WASHINGTON -- The word has come down from on high.

The Securities and Exchange Commission staff has announced that it is developing a disclosure standard for the secondary market in municipal securities and wants input from all sectors of the market by January.

The move was announced last Wednesday by Christopher Taylor, the executive director of the Municipal Securities Rulemaking Board, in a speech before the Municipal Forum of New York.

To find out why the SEC is wasting no time in devising a disclosure standard, just look at the recent actions of firms like Glenview, Ill., financial adviser R. V. Norene & Associates.

On Aug. 27, the president of the firm, Ronald Norene, sent letters to a number of his suburban Chicago clients urging them to think twice about participating in the awards program of the National Federation of Municipal Analysts.

The program honors issuers that pledge to provide investors with annual audited financial statements and "other pertinent credit information" about their outstanding securities.

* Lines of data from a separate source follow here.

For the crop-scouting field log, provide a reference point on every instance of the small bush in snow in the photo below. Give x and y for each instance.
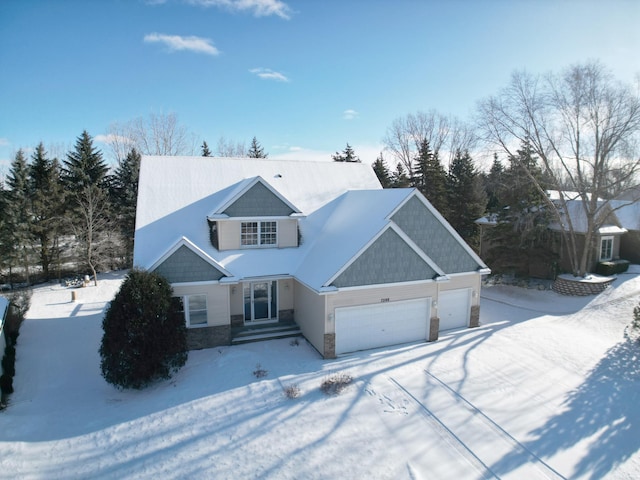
(260, 372)
(145, 336)
(636, 318)
(292, 391)
(336, 383)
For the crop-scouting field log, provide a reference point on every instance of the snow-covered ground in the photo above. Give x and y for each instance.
(547, 387)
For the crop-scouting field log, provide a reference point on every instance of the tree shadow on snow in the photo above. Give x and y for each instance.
(601, 414)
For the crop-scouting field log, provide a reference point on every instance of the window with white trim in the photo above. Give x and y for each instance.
(258, 233)
(606, 248)
(194, 308)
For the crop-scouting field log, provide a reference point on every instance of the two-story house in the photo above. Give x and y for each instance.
(252, 241)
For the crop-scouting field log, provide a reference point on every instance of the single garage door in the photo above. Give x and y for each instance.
(454, 309)
(381, 324)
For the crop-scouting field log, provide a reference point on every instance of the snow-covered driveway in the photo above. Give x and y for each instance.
(546, 387)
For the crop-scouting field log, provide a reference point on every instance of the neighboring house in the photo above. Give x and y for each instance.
(606, 245)
(4, 311)
(251, 241)
(617, 238)
(628, 215)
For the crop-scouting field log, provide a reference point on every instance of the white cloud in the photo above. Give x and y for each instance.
(260, 8)
(111, 138)
(176, 43)
(350, 114)
(268, 74)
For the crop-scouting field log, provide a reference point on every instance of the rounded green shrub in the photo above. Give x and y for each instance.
(145, 336)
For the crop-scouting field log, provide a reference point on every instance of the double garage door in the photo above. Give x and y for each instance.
(379, 325)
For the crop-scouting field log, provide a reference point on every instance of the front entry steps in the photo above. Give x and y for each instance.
(267, 331)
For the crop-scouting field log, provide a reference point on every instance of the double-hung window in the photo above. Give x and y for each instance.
(258, 233)
(606, 248)
(195, 310)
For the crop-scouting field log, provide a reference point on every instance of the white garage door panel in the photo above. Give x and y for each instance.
(454, 309)
(379, 325)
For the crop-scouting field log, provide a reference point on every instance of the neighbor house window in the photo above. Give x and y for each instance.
(195, 310)
(606, 248)
(258, 233)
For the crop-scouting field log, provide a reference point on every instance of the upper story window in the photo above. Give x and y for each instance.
(606, 248)
(258, 234)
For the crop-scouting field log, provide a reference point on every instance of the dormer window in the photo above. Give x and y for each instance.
(257, 234)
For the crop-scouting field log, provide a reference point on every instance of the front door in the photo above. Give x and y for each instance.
(260, 301)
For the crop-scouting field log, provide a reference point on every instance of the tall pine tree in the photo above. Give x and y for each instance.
(85, 178)
(347, 155)
(466, 193)
(18, 215)
(256, 150)
(124, 195)
(430, 178)
(205, 150)
(382, 172)
(47, 202)
(84, 165)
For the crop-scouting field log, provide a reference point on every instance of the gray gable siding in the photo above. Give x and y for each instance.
(186, 266)
(388, 260)
(258, 201)
(426, 231)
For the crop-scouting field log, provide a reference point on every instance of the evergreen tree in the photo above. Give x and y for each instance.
(144, 337)
(382, 172)
(124, 195)
(466, 193)
(430, 178)
(493, 184)
(85, 178)
(256, 150)
(205, 150)
(399, 178)
(18, 214)
(84, 165)
(347, 155)
(520, 239)
(47, 202)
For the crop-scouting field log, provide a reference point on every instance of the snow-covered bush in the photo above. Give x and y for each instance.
(145, 336)
(336, 383)
(292, 391)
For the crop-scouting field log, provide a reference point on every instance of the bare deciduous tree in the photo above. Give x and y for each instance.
(91, 227)
(445, 135)
(229, 148)
(157, 134)
(584, 126)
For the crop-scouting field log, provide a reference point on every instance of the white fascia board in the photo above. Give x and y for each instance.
(197, 284)
(443, 221)
(184, 241)
(247, 187)
(388, 285)
(265, 278)
(248, 219)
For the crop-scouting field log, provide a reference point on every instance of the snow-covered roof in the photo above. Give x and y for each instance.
(173, 184)
(628, 213)
(342, 210)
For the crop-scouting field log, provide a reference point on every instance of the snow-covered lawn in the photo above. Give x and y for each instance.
(547, 387)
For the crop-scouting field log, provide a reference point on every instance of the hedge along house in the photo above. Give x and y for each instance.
(4, 311)
(253, 241)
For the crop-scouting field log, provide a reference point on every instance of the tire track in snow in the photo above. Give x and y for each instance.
(541, 466)
(463, 450)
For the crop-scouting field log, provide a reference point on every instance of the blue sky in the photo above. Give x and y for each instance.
(305, 77)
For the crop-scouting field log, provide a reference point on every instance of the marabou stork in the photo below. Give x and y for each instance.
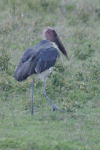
(39, 60)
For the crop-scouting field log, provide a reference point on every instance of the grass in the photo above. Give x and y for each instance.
(74, 86)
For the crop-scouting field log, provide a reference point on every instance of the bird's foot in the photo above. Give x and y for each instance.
(55, 107)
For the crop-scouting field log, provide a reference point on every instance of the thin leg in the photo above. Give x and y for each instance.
(44, 92)
(32, 97)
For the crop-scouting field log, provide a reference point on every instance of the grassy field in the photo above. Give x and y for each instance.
(74, 86)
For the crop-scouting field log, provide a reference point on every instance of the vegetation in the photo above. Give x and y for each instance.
(73, 85)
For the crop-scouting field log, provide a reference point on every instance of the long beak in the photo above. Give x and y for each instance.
(61, 47)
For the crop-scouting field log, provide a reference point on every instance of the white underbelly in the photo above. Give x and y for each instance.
(42, 75)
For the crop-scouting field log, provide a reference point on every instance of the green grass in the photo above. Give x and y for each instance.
(74, 86)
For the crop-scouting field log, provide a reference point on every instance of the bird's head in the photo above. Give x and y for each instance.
(51, 35)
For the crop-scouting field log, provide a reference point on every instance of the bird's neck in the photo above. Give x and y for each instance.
(55, 46)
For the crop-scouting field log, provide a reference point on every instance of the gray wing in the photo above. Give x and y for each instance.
(36, 60)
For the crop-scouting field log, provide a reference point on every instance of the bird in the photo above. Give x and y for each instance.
(39, 60)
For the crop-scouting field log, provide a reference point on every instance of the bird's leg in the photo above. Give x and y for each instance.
(32, 97)
(44, 93)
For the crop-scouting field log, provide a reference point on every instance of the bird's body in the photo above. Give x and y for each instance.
(39, 60)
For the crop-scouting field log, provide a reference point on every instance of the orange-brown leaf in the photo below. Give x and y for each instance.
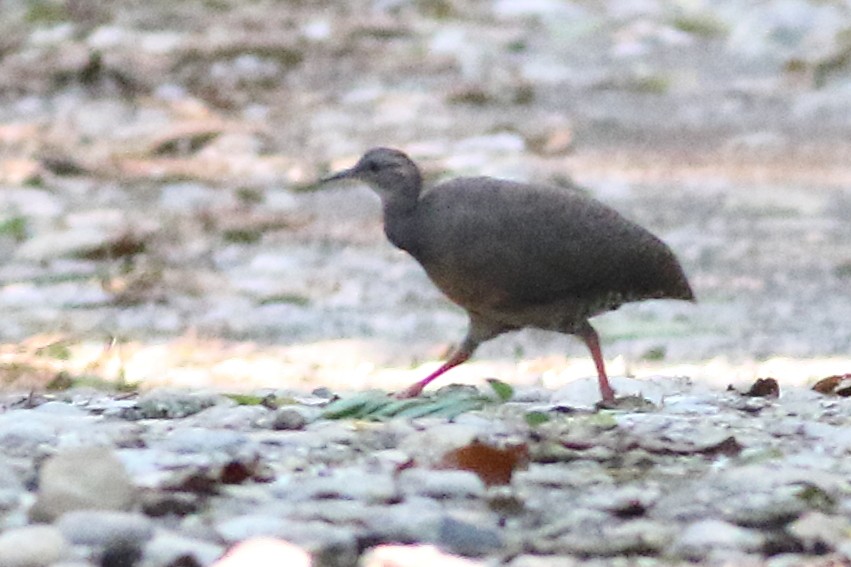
(493, 465)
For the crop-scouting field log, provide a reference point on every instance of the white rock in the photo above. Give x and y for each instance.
(167, 549)
(31, 546)
(705, 536)
(441, 483)
(265, 552)
(100, 528)
(90, 478)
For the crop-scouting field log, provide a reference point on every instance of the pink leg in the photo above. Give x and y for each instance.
(589, 335)
(417, 388)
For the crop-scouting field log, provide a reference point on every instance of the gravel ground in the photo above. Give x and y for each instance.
(158, 230)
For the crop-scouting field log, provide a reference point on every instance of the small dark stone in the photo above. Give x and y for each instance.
(764, 388)
(467, 539)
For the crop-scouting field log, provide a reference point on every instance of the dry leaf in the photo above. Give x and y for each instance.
(493, 465)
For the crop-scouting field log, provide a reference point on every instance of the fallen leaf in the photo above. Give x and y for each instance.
(764, 388)
(493, 465)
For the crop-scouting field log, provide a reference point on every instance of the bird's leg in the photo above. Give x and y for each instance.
(587, 333)
(478, 332)
(416, 389)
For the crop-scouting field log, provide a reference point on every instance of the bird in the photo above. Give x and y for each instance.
(518, 255)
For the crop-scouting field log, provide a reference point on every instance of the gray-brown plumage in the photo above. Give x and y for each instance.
(517, 255)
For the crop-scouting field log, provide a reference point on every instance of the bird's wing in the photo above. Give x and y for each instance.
(492, 240)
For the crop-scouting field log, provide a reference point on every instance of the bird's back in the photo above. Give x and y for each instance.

Jeffrey Esser, the executive director of the Government Finance Officers Association, had written GFOA members on Aug. 1.2 urging them to join the awards program.

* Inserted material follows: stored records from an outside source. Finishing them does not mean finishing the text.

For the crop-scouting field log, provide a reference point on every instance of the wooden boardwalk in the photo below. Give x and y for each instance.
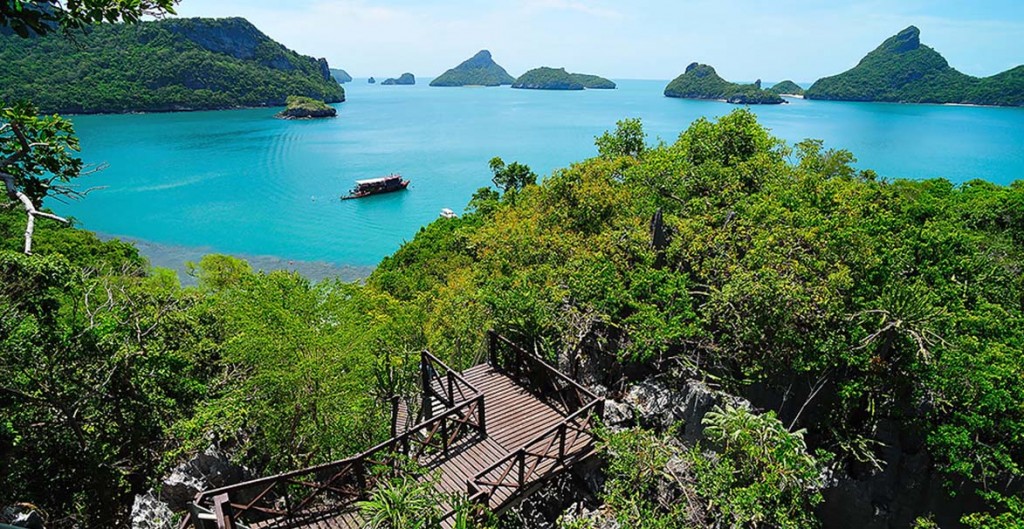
(494, 433)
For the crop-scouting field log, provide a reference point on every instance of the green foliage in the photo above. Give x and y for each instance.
(479, 70)
(404, 79)
(901, 70)
(341, 76)
(629, 140)
(28, 17)
(512, 177)
(701, 82)
(49, 144)
(753, 474)
(170, 64)
(764, 475)
(558, 79)
(786, 87)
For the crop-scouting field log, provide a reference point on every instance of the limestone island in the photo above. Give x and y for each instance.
(168, 64)
(558, 79)
(902, 70)
(341, 76)
(701, 82)
(301, 107)
(479, 70)
(404, 79)
(787, 89)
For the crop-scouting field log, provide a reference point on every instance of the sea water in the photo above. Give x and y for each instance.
(243, 182)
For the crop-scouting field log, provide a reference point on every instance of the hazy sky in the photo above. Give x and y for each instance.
(645, 39)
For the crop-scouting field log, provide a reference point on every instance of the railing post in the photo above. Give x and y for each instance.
(522, 468)
(492, 347)
(394, 415)
(482, 416)
(222, 512)
(451, 379)
(425, 386)
(444, 436)
(562, 432)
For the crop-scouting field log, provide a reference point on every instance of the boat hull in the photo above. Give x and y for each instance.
(361, 194)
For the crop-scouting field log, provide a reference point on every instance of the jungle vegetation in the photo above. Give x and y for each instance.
(169, 64)
(780, 268)
(701, 82)
(902, 70)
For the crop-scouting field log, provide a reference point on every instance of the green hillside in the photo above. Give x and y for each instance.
(786, 87)
(341, 76)
(852, 312)
(902, 70)
(404, 79)
(701, 82)
(558, 79)
(172, 64)
(480, 70)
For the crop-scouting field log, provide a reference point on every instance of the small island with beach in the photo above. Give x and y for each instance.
(301, 107)
(701, 82)
(558, 79)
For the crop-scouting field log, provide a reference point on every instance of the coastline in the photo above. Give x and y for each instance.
(174, 257)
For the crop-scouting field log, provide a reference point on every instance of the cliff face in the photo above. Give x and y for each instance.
(903, 70)
(172, 64)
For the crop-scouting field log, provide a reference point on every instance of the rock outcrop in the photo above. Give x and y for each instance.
(903, 70)
(404, 79)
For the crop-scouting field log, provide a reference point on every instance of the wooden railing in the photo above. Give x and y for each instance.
(557, 449)
(439, 382)
(546, 382)
(338, 484)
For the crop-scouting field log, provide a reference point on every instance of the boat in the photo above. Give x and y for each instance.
(392, 182)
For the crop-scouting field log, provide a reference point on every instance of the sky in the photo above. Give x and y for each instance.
(802, 40)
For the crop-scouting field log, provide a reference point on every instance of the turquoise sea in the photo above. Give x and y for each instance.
(242, 182)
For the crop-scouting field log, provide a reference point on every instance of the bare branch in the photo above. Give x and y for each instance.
(30, 209)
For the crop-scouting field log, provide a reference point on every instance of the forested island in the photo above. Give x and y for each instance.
(701, 82)
(786, 88)
(341, 76)
(299, 107)
(404, 79)
(480, 70)
(161, 65)
(829, 322)
(558, 79)
(774, 338)
(902, 70)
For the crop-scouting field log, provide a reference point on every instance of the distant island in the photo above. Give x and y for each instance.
(786, 88)
(404, 79)
(480, 70)
(300, 107)
(160, 65)
(558, 79)
(341, 76)
(701, 82)
(902, 70)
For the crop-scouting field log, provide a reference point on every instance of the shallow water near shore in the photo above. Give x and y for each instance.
(242, 182)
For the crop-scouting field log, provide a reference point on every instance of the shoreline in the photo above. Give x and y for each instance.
(174, 257)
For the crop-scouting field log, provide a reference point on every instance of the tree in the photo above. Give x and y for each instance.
(37, 151)
(37, 155)
(512, 177)
(43, 16)
(627, 141)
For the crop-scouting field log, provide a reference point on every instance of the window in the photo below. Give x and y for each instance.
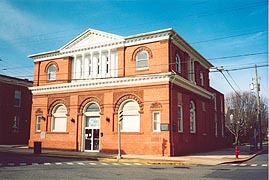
(192, 118)
(178, 66)
(17, 98)
(156, 117)
(180, 119)
(59, 119)
(107, 65)
(191, 70)
(52, 72)
(98, 65)
(131, 117)
(142, 60)
(15, 124)
(216, 123)
(38, 123)
(202, 78)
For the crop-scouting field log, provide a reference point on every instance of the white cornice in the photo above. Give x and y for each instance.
(119, 41)
(184, 83)
(182, 44)
(124, 81)
(102, 83)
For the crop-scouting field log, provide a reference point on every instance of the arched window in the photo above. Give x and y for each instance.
(178, 65)
(131, 117)
(142, 60)
(192, 117)
(59, 118)
(92, 114)
(93, 108)
(51, 72)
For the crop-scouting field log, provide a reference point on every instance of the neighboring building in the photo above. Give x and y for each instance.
(157, 79)
(15, 110)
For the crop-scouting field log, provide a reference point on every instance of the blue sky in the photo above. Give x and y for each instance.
(219, 29)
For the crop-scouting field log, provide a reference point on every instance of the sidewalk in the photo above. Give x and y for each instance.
(216, 157)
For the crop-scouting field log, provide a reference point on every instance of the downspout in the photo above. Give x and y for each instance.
(170, 100)
(38, 73)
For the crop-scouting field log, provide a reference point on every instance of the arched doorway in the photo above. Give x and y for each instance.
(91, 128)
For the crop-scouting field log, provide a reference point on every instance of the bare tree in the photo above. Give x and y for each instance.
(241, 117)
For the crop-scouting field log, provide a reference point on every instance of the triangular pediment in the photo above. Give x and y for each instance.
(90, 37)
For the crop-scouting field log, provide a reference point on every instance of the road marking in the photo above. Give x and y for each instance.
(127, 164)
(23, 164)
(234, 164)
(104, 164)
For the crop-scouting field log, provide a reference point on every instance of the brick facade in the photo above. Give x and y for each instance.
(156, 88)
(15, 110)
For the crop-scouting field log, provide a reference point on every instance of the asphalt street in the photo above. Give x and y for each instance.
(18, 166)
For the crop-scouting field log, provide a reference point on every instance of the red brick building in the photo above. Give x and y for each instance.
(15, 110)
(159, 82)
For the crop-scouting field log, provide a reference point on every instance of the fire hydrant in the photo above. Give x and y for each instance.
(236, 152)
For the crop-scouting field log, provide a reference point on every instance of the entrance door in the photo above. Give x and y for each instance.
(92, 133)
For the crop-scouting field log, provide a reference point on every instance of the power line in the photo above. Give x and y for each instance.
(240, 55)
(227, 37)
(233, 80)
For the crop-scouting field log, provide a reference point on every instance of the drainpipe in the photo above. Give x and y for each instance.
(172, 153)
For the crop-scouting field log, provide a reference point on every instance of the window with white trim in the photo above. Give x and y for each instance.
(59, 119)
(191, 70)
(202, 78)
(192, 117)
(38, 123)
(131, 117)
(142, 60)
(15, 124)
(156, 121)
(179, 118)
(17, 98)
(51, 72)
(178, 64)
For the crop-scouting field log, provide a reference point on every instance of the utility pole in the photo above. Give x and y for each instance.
(257, 89)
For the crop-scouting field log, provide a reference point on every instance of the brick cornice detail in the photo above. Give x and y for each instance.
(84, 100)
(53, 101)
(142, 48)
(119, 98)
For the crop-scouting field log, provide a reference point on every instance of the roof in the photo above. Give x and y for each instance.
(15, 81)
(92, 38)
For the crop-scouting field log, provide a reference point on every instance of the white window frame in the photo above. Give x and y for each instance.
(178, 63)
(139, 60)
(192, 117)
(16, 124)
(52, 72)
(156, 121)
(180, 119)
(131, 118)
(57, 126)
(38, 123)
(216, 123)
(191, 70)
(202, 78)
(17, 98)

One of the issuers was the Village of Mount Prospect Ill., which is a client of Norene. Its finance director, David Jepson, wrote Norene asking for his advice on whether the village should participate.

"I have a big problem with the written commitment to provide other pertinent credit information," Norene responded on Aug. 19.

"This brings up the specter of a bondholder suing the city for damages if the value of his securities drops because" there was important information he thought he should receive but didn't, Norene wrote.

"Even if the lawsuit is determined not to have merit, the city still has to defend itself, which costs money.

"A city/village is routinely involved in land use/zoning decisions that can impact the tax base and/or employment levels within the community," Norene wrote Jepson. "At which point does it become pertinent? -- when deliberations begin or when they end?"

Norene also wondered what happens if a major employer and taxpayer in the area approaches the city and confidentially explores getting some tax breaks as a condition of remaining in the area. "Is this pertinent information that should be reported to the investment community immediately upon the city staff being alerted?"

Some GFOA members have been quick to jump on the awards program bandwagon. The analysts federation has formally recognized more than 200 issuers for pledging timely disclosure.

Ron Norene, however, wonders how many issuers that have signed on with the federation fully understand that they have to provide more than annual financials.

In in a telephone interview last week, Norene said he is "certainly worried" about what Washington might do regulation-wise. Nevertheless, he says his concern is that his clients "not sign some blank check."

The GFOA last week issued a 15-page memorandum to issuers fulling explaining the federation's award program.

But if Norene has big problems with the pledge to provide other pertinent credit information, other people have a big problem with his attitude.

"I should thank him," SEC member Richard Roberts said in a telephone interview last week. "This will make it easier to sell my involuntary approach." Roberts told bond analysts meeting in St. Petersburg, Fla., on Sept. 15 that his patience "has basically expired" with voluntary efforts to improve ongoing disclosure.

"What it boils down to," said GFOA's Esser, is that people will always look for excuses "to avoid disclosing what ought to be disclosed. Admittedly, I have a greater chance of being run over by a bus [if I venture out] than if I stay here in my office."

Robert Doty, chairman of the analysts awards program, said, "These people who are trying to be alarmist are doing a terrible, terrible disservice to the market and their clients. They are going to lead these issuers straight into a very comprehensive [regulatory] system. I resent it.

"They have gotten us into a fix where regulators feel they have to do something to break this logjam."

And break the logjam is exactly what regulators now say they plan to do.

What's the moral of the story? Maybe people like Ron Norene should lighten up about the risks facing their clients.

Or maybe not. Norene is one of a growing number of advisers and bond lawyers who have a problem with the "other pertinent credit information" request.

Perhaps it really is unrealistic for any group to think it can pull off a voluntary disclosure system with 100% participation given the risks perceived by market advisers.

Whatever the answer, it's too late now. The SEC has arrived. Welcome to the world of federal regulation.